Soon after the 2000 presidential elections went to a recount, Americans got acquainted with an exotic new vocabulary – hanging chads and butterfly ballots – and what lawmakers saw as a modern solution to the nightmare of punchcard voting systems: electronic voting machines.

In 2002, Congress passed the Help America Vote Act, pouring nearly $3 billion into an effort to get states to adopt those machines.

More than a decade and a half later, those same electronic machines are still around in many states. And the system arising from the 2002 congressional fix is now at the heart of growing concerns over the integrity of this year’s elections, with cybersecurity experts suggesting that it is an easy target for hackers. Federal authorities are beginning to get involved. But the best insurance for election integrity – a system that uses paper to back up electronic results – may require new federal funding.

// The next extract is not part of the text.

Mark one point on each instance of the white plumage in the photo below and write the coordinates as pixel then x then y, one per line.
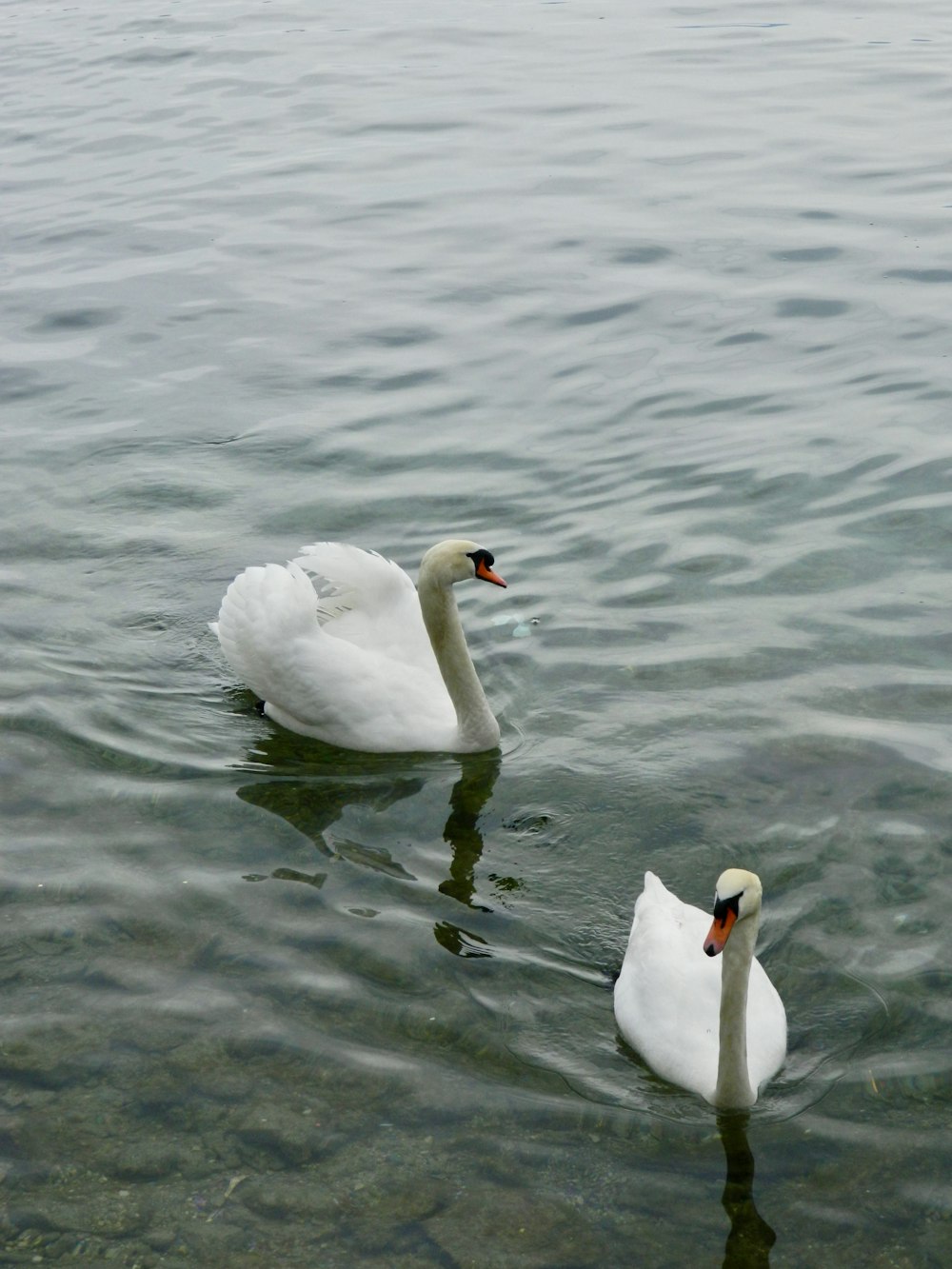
pixel 668 999
pixel 360 658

Not all of the country is on equally precarious footing. Partly because of bad experiences with glitches in electronic voting machines, some localities have been shifting in recent years toward paper-backed systems.

In 2012, a report by the Verified Voting Foundation, Rutgers School of Law, and Common Cause Education Fund showed that 22 states had paper-based voting systems and conducted audits

Pamela Smith, president of the Verified Voting Foundation, told The Washington Post this week that 35 states, accounting for about three-fourths of US voters, now have machines that leave a paper trail. 

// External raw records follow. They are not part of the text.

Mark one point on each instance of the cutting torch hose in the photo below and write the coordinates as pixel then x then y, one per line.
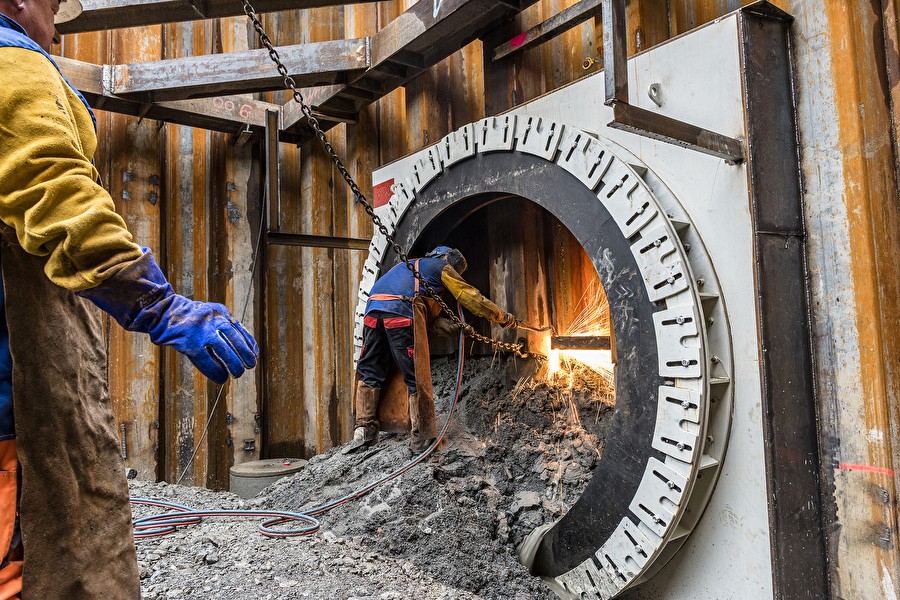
pixel 180 515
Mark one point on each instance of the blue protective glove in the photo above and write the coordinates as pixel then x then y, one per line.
pixel 140 299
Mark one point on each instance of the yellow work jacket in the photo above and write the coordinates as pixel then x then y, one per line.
pixel 48 185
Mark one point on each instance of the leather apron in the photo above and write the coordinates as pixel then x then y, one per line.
pixel 74 514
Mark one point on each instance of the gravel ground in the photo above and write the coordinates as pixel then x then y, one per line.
pixel 518 453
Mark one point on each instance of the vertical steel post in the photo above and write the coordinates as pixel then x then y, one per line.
pixel 615 49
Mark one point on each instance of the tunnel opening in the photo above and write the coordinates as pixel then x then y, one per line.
pixel 527 217
pixel 526 260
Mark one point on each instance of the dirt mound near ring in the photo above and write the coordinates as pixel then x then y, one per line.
pixel 518 454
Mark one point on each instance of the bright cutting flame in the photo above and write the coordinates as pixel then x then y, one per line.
pixel 552 358
pixel 591 320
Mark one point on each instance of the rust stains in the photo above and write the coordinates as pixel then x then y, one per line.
pixel 870 196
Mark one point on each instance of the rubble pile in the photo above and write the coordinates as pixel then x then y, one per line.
pixel 519 452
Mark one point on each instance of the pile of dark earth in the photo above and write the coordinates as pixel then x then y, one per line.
pixel 518 453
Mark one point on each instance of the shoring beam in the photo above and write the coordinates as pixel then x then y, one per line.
pixel 313 64
pixel 102 15
pixel 230 114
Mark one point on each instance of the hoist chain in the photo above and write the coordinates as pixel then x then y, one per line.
pixel 518 349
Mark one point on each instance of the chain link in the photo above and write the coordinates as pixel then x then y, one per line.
pixel 289 83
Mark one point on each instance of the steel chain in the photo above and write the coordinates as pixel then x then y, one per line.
pixel 289 83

"When you have voters marking a physical ballot, it's pretty easy to check – and it's obvious what's being counted,” she said. “Those physical records of voter intent can be used for a post-election audit to check the software on a system counting the votes…. It lets election officials use that record to demonstrate that the count was correct."

But the Verified Voting Foundation says five states – N.J., Delaware, Louisiana, Georgia, and South Carolina – don't have a paper trail to back up electronic voting. 

Fears over tampering have been heightened by the breaching of voter databases in Illinois and Arizona, which US intelligence officials attribute to Russia-based hackers. As many as 200,000 voter records are believed to have been accessed in Illinois, according to NBC. In letters and intra-agency memos, lawmakers and intelligence analysts have expressed concern that the Kremlin could foment public distrust of the election results.

In response, the White House has ordered a classified review of the matter, and other agencies are taking measures to step up cybersecurity. The Department of Homeland Security has offered states assistance with securing voting processes, according to StateScoop, and the US Election Assistance Commission, which helps states facilitate voting, is also set to discuss cybersecurity procedures with the National Institute of Standards and Technology in September.

But the official response is complicated by the fact that there exists no federal body tasked with overseeing the execution of election-day voting, as Politico notes. Instead, states manage their own voting processes, resulting in a national patchwork in which more than a dozen states have no plan for a post-election audit, according to Wired.

Lawrence Norden, deputy director of the Brennan Center’s Democracy Program, told the site that funding for a nationwide upgrade simply wasn’t available.

“We interviewed election officials who told us what they were hearing from their state legislators and others who would be funding this type of equipment, and they say come back to us after there’s some kind of crisis,” he said.